Another interpretation of these data in the context of the TCR signal strength model is that relatively strong TCR signals generate γδNKT cells, and that a negative selection threshold exists for γδNKT cells such that too much signal normally deletes them. Consistent with this possibility, Id3−/− mice exhibit defects in negative selection in TCR Tg mice . However, while γδTCR-triggering in vitro (strong signal, using anti-TCRδ chain Ab in the OP9-Dl1 culture system) exclusively generates PLZF+ T cells , so far it has not been possible to delete these cells using stronger γδTCR triggering, if such a condition exists. Furthermore, consistent with a pre-existing heterogeneity in signal interpretation, only about half of γδ T cells in Vg1.1/Vd6.4 (Vδ6.3 allele of DBA/J mice, ) TCR transgenic mice are PLZF+ , despite the fact that the cells all have an identical TCR and should receive the same signal strength. If signal strength is not determining PLZF expression, it seems likely that other molecular differences among γδNKT cells may determine the proportion of cells that express PLZF. Alternatively, the ad hoc hypothesis that a clonal γδTCR can transmit varied signals can be invoked to explain this observation.
In addition to these contradictions with the signal strength model, there are several other confounding issues for the role of TCR signal strength in γδNKT cell generation. First, γδNKT cell development is dependent on SAP [32, 33], which is required for the development of αβNKT [47–49] cells and other innate-like αβ T cells  via SLAM protein interactions, but not for “conventional” αβ or γδ T cells . Hence, there are certain to be qualitative differences in signaling, and intrathymic cellular interactions, regulating the generation of distinct T cell subsets. Second, genes that specify lineage function such as Plzf, are expressed early in DN1/2 cells (Immgen.org), potentially programming lineage function prior to TCR expression. Third, although PLZF is only thought to be functional in NKT cells, Plzf−/− mice have reduced numbers of total γδ thymocytes , not just the γδNKT cells, suggesting that PLZF expression in early precursor cells may be developmentally relevant or that PLZF+ cells impact other T cells in trans. Fourth, the nature of intrathymic γδTCR ligands positively or negatively selecting γδ T cells or γδNKT cells is, for the most part, unknown, making it difficult to design experimental probes to test the model.

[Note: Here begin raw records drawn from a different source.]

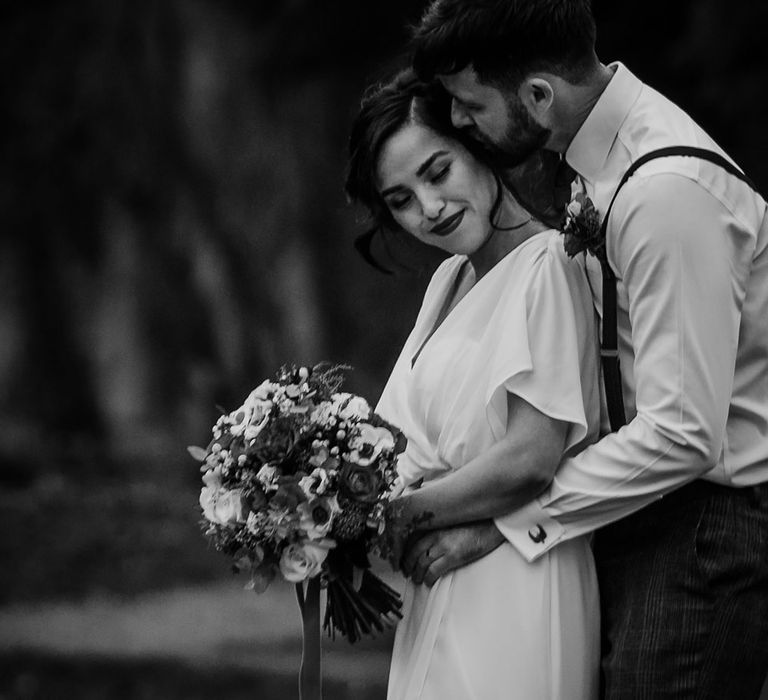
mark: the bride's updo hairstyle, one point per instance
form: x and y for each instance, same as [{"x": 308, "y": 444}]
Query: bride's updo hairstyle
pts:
[
  {"x": 406, "y": 99},
  {"x": 385, "y": 110}
]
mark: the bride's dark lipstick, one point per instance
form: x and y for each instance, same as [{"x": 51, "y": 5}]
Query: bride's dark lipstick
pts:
[{"x": 448, "y": 225}]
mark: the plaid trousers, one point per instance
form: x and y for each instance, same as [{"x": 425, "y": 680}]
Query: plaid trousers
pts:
[{"x": 684, "y": 591}]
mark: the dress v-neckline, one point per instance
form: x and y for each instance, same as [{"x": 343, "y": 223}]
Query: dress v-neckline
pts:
[{"x": 446, "y": 309}]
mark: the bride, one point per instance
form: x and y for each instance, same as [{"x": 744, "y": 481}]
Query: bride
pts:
[{"x": 496, "y": 382}]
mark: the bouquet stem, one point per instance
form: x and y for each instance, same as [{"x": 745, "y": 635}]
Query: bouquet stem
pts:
[{"x": 310, "y": 683}]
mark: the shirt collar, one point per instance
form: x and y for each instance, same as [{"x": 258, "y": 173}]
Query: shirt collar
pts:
[{"x": 589, "y": 149}]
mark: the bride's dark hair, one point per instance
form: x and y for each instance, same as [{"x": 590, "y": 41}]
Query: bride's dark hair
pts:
[{"x": 385, "y": 109}]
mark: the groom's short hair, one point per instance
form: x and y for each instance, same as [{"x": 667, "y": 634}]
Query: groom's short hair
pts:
[{"x": 505, "y": 40}]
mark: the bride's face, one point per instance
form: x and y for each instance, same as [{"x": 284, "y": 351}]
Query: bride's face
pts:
[{"x": 436, "y": 190}]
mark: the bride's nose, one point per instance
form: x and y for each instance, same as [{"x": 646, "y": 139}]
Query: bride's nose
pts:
[{"x": 432, "y": 205}]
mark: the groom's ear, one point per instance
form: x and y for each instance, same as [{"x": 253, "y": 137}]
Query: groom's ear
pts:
[{"x": 538, "y": 95}]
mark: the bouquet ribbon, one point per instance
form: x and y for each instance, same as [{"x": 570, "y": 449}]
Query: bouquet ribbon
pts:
[{"x": 310, "y": 684}]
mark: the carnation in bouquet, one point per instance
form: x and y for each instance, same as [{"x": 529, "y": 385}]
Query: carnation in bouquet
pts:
[{"x": 295, "y": 483}]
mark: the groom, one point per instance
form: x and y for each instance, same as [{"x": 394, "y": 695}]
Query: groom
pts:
[{"x": 679, "y": 494}]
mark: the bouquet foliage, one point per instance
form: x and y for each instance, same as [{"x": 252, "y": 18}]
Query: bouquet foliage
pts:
[{"x": 295, "y": 482}]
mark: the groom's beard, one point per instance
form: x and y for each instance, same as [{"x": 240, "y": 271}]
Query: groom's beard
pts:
[{"x": 523, "y": 137}]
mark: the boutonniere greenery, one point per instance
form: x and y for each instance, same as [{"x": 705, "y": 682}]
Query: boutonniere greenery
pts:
[{"x": 581, "y": 224}]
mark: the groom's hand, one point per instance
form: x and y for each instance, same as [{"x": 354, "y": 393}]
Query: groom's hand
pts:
[{"x": 437, "y": 552}]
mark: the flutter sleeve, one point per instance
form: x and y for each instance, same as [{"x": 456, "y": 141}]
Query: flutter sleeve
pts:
[{"x": 542, "y": 347}]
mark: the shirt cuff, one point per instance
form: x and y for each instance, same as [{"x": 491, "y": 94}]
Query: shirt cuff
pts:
[{"x": 530, "y": 530}]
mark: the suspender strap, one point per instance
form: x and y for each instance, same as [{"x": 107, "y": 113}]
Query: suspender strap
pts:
[{"x": 609, "y": 349}]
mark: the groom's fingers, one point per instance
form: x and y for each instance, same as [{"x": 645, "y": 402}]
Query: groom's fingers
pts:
[
  {"x": 416, "y": 551},
  {"x": 437, "y": 569}
]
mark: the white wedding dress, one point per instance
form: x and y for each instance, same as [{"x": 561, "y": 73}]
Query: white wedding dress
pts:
[{"x": 500, "y": 628}]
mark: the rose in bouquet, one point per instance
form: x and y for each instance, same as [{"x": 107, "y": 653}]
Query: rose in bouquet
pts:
[{"x": 295, "y": 483}]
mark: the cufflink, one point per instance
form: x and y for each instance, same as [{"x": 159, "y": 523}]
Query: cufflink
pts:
[{"x": 538, "y": 534}]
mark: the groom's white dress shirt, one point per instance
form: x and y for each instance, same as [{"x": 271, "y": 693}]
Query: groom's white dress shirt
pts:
[{"x": 689, "y": 245}]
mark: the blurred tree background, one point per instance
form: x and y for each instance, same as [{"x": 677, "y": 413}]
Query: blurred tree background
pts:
[{"x": 174, "y": 229}]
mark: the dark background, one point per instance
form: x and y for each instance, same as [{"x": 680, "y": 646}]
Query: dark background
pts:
[{"x": 173, "y": 230}]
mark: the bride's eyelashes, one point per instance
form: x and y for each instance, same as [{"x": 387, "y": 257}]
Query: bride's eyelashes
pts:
[
  {"x": 440, "y": 175},
  {"x": 435, "y": 178}
]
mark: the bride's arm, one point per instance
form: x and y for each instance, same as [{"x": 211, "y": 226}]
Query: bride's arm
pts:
[{"x": 508, "y": 475}]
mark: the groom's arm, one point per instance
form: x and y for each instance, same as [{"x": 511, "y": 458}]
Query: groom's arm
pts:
[{"x": 683, "y": 258}]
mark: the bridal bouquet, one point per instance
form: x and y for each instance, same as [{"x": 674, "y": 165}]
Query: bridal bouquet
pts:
[{"x": 295, "y": 483}]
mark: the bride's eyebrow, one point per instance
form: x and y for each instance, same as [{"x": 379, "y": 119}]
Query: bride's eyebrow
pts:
[
  {"x": 419, "y": 171},
  {"x": 425, "y": 165}
]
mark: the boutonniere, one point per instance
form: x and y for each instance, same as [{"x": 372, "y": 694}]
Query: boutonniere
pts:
[{"x": 581, "y": 225}]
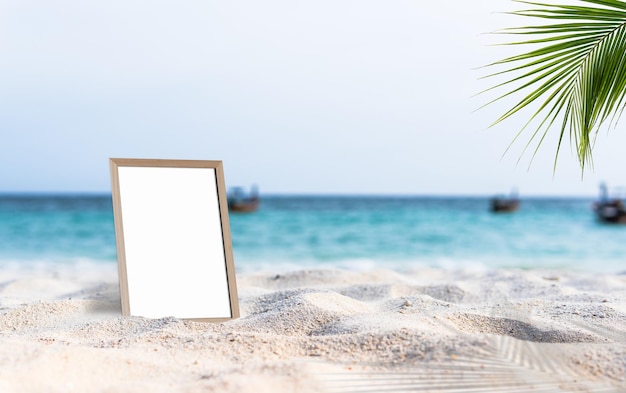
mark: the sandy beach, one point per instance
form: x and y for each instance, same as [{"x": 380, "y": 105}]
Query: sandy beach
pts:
[{"x": 61, "y": 330}]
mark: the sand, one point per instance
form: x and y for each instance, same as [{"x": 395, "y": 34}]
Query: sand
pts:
[{"x": 61, "y": 330}]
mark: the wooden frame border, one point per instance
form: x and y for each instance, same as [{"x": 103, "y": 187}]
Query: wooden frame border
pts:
[{"x": 114, "y": 164}]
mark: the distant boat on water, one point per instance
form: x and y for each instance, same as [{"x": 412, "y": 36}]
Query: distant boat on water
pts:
[
  {"x": 242, "y": 202},
  {"x": 502, "y": 204},
  {"x": 609, "y": 209}
]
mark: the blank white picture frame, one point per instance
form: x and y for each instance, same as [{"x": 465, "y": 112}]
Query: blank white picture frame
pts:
[{"x": 173, "y": 239}]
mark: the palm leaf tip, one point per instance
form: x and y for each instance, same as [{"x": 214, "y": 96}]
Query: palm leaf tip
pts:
[{"x": 575, "y": 70}]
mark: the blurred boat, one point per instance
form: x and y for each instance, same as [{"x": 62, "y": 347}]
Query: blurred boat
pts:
[
  {"x": 609, "y": 209},
  {"x": 241, "y": 202},
  {"x": 501, "y": 204}
]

In summary, it is clear that decreasing TCR signal strength has a profound impact on the generation of one subset of γδ T cells that belong to the NKT cell lineage and on innate-like αβ T cells, while having no apparent effects on the generation of other “conventional” γδ and αβ lineage cells at the population level. Hence, the γδTCR signal spectrum is not digital and has the potential capacity to shape the γδTCR repertoire. It is very plausible that the γδNKT cell subset expansion in the TCR signaling mutant mice arises from qualitative differences in signaling or clonal variations in lineage potential that interpret the same TCR signals distinctly. Identification of ligands that impact different γδ T cell subsets will be necessary to definitively resolve this issue.

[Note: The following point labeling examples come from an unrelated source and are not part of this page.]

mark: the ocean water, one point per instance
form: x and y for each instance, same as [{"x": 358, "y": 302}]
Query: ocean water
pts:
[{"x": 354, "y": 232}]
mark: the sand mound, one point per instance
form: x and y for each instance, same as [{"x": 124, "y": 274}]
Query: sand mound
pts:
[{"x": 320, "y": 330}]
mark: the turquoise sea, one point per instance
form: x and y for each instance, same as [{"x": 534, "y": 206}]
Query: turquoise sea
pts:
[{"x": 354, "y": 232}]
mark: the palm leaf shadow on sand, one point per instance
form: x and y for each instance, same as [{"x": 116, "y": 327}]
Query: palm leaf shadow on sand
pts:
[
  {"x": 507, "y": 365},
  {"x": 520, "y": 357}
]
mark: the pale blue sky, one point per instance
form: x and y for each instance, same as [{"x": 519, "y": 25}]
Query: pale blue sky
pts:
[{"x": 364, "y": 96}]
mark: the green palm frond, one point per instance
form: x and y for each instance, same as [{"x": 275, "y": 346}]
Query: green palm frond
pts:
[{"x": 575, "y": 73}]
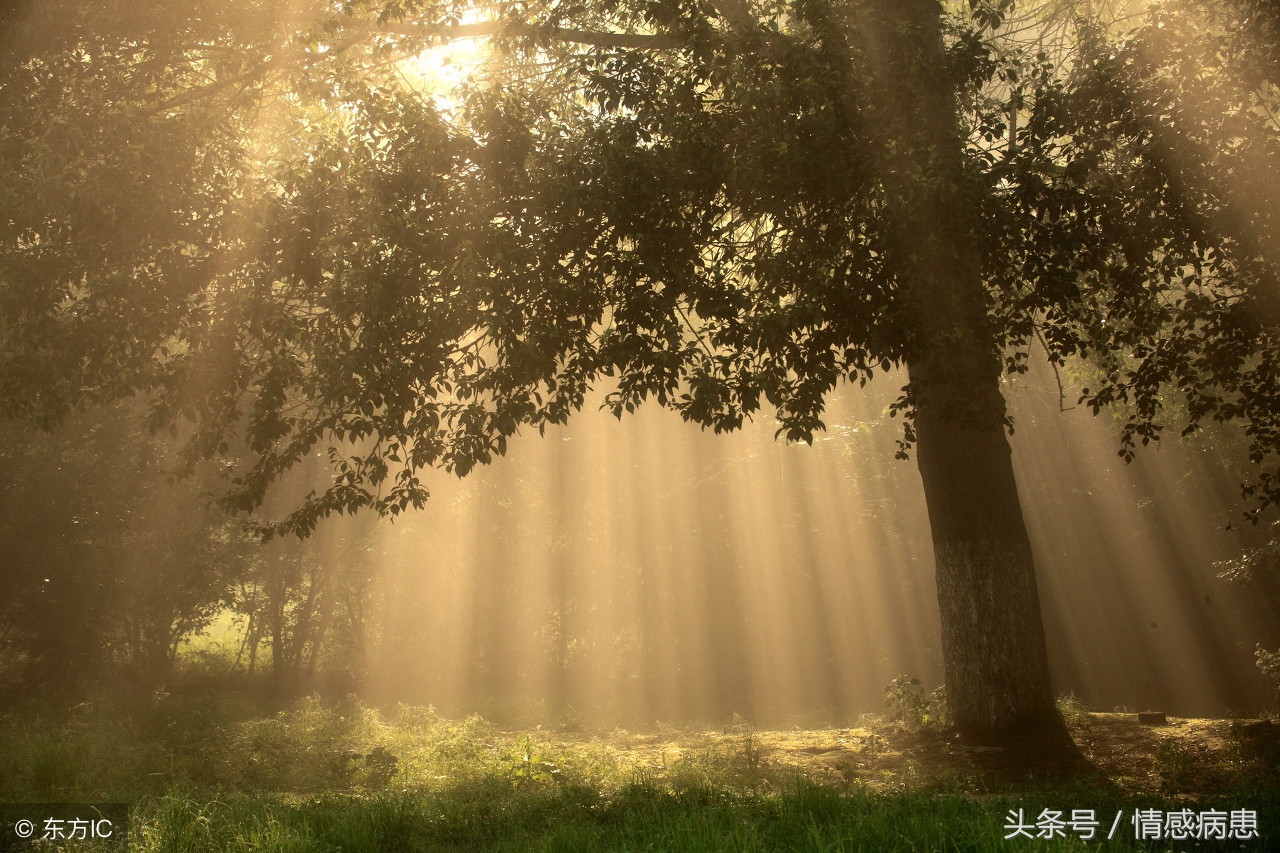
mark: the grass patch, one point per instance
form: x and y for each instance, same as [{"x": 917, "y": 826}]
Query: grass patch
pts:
[{"x": 225, "y": 772}]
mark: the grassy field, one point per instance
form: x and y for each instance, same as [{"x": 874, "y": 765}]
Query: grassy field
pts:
[{"x": 224, "y": 771}]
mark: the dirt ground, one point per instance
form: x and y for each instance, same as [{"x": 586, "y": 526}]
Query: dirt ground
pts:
[{"x": 1183, "y": 756}]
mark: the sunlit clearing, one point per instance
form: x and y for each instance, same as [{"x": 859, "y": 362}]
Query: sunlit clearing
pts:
[{"x": 643, "y": 571}]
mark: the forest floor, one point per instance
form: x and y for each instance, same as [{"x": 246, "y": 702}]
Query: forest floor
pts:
[{"x": 224, "y": 771}]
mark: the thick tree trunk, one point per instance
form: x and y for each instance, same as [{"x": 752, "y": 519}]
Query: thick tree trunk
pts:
[{"x": 992, "y": 635}]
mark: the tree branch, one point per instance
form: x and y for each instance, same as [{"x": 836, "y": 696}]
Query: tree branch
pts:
[{"x": 489, "y": 28}]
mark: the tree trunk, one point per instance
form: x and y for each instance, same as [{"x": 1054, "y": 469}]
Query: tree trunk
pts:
[{"x": 992, "y": 635}]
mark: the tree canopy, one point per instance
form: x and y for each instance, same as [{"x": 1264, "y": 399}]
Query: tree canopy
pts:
[{"x": 268, "y": 227}]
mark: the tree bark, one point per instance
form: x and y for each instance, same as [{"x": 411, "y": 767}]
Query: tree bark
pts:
[{"x": 993, "y": 648}]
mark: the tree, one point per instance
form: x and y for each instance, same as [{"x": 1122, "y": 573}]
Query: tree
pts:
[{"x": 714, "y": 206}]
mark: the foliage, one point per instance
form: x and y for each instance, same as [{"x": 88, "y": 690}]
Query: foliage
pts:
[
  {"x": 106, "y": 565},
  {"x": 328, "y": 263},
  {"x": 906, "y": 702}
]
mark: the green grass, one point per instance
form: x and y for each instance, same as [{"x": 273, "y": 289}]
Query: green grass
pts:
[{"x": 227, "y": 772}]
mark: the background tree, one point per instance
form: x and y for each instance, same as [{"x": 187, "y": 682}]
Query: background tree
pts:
[{"x": 716, "y": 206}]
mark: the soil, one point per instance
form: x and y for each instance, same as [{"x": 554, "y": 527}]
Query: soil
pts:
[{"x": 1183, "y": 757}]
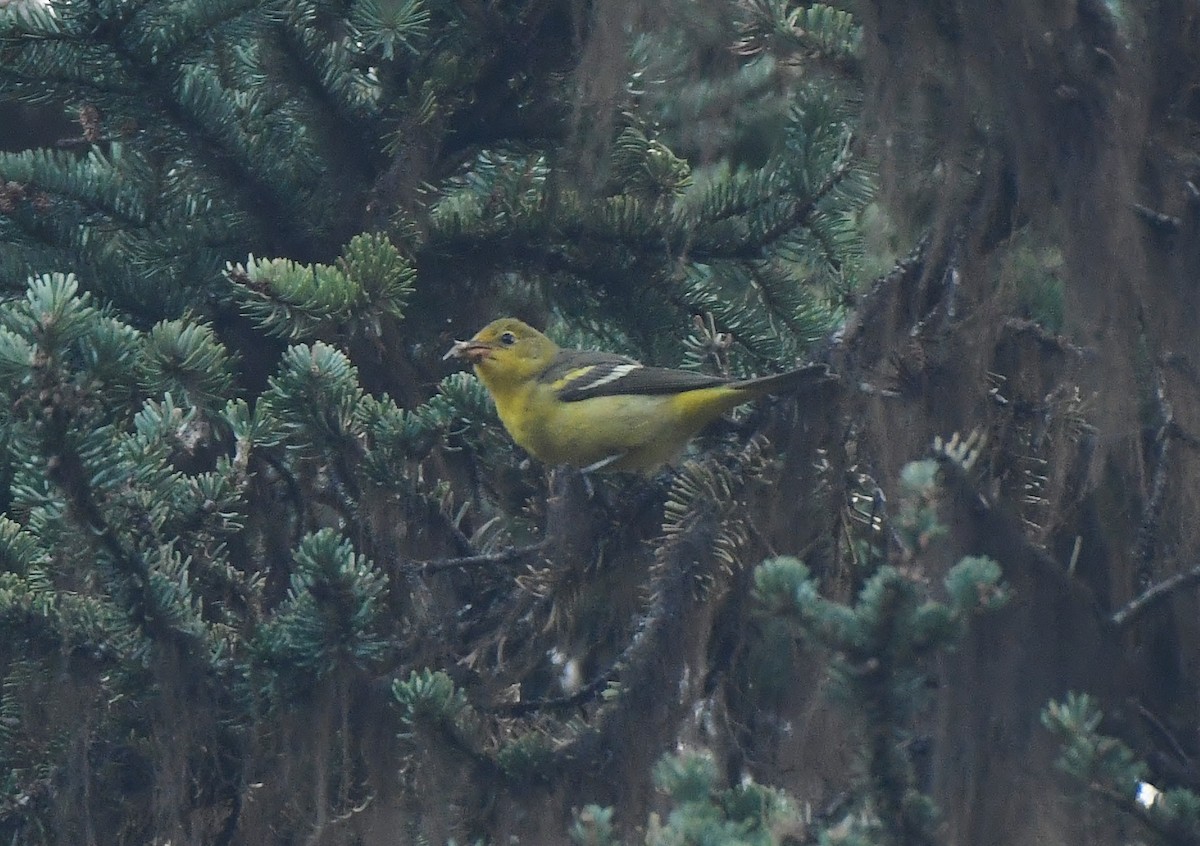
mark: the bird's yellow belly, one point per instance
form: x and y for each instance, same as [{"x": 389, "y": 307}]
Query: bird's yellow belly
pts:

The body of evidence that TCR lineage commitment is stochastic is also not fully formed. Molecular heterogeneity at the TCR− DN2 stage is a necessary condition of the stochastic model that has been proven to exist. Cytokine receptors (IL-7Rα , Activin RII, unpublished), preTCRα , transcription factors (SOX13  and SOX5, unpublished), and the components of the WNT signaling pathway (AXIN2,  and unpublished) are a few of the factors differentially expressed in single DN2 cells. There are likely many more, given that several genes that are uniquely expressed in γδ cells are potentially only expressed in a subset of DN2 cells. The most direct proof of the stochastic model is the purification of putative lineage committed precursors that can give rise to only γδ or αβ T cells. Given the paucity of cell surface markers that can be used to segregate DN2 cells the first step is to generate a panel of mice containing DN2 cells that are differentially marked, in most cases by placing a reporter gene (Gfp or LacZ, for example) under the control of promoters that are variably active among single DN2 cells. Studies using these mice are beginning to yield evidence pointing toward a pre-existing T cell lineage bias prior to TCR expression.

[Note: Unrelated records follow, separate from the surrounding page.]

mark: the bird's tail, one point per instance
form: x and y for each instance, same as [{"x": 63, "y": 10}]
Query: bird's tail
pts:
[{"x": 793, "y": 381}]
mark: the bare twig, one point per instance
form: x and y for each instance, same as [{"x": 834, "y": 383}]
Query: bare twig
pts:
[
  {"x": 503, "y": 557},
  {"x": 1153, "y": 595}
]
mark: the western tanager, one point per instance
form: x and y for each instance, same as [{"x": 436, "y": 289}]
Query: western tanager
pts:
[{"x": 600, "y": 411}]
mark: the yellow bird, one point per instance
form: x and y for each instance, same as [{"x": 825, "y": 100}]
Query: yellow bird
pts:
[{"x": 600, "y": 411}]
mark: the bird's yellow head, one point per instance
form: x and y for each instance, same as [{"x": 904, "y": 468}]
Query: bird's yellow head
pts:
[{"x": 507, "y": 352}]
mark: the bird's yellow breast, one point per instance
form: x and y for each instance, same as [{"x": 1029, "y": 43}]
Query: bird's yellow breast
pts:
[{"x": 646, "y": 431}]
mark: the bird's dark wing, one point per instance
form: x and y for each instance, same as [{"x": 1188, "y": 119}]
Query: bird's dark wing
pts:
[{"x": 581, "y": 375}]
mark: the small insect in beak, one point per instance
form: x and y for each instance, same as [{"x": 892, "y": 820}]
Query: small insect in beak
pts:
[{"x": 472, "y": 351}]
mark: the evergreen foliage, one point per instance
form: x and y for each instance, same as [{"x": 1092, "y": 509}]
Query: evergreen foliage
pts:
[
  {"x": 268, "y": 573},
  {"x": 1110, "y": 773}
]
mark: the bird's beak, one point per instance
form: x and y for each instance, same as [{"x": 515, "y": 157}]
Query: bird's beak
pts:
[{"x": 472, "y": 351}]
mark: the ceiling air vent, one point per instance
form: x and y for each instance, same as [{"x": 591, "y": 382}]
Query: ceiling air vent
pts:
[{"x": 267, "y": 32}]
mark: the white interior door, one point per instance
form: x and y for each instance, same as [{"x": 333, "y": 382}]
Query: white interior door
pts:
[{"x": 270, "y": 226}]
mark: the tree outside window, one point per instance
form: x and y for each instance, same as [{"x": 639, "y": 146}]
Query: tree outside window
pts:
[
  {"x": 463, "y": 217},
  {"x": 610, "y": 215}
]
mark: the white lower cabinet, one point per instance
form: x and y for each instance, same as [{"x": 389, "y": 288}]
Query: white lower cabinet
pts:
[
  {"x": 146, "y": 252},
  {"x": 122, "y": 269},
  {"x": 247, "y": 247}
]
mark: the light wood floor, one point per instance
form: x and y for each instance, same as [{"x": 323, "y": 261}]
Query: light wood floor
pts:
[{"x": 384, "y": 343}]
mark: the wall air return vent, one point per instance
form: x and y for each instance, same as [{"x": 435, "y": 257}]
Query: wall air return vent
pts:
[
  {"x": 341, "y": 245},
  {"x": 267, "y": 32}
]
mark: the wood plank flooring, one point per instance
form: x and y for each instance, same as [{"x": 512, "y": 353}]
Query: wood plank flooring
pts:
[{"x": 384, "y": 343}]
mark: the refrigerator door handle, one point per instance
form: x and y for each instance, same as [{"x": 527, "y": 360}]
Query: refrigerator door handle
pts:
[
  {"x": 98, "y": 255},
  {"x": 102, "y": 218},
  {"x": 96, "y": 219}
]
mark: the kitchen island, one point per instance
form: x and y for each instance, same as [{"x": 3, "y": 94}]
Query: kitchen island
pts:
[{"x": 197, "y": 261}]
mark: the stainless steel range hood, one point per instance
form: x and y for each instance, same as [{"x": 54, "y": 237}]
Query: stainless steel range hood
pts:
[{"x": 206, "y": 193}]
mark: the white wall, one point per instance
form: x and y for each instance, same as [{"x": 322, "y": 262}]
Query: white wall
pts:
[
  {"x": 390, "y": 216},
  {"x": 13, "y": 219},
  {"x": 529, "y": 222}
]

Ciofani et. al provided the first evidence at the single cell level that the major point of lineage commitment occurs at the DN2/DN3 stage . They sorted single DN1, DN2, and DN3 cells and tested their developmental potential using the OP9-DL1 culture system. The results showed that DN1 cells were not committed to either the αβ or γδ lineage, as almost all single cells were capable of giving rise to both αβ and γδ T cells. In contrast, over half of DN2 cells were already committed to one T cell lineage: from the fetus ~60% of DN2 cells were capable of generating only αβ T cells, while ~3% generated only γδ T cells; in comparison ~25% and ~20% of adult DN2 cells were capable of generating only αβ and γδ T cells, respectively . While the results from the adult DN2 cells support the existence of lineage committed cells prior to TCR gene rearrangement, they also point to a difference in developmental potential between fetal and adult DN2 cells. It has been noted previously that adult and fetal T cell development requirements are distinct [56, 57]. In addition, it is possible that the OP9-DL1 culture system, which provides high levels of Notch signaling and IL-7, distinctly influences fetal versus adult T cell development from DN2 cells.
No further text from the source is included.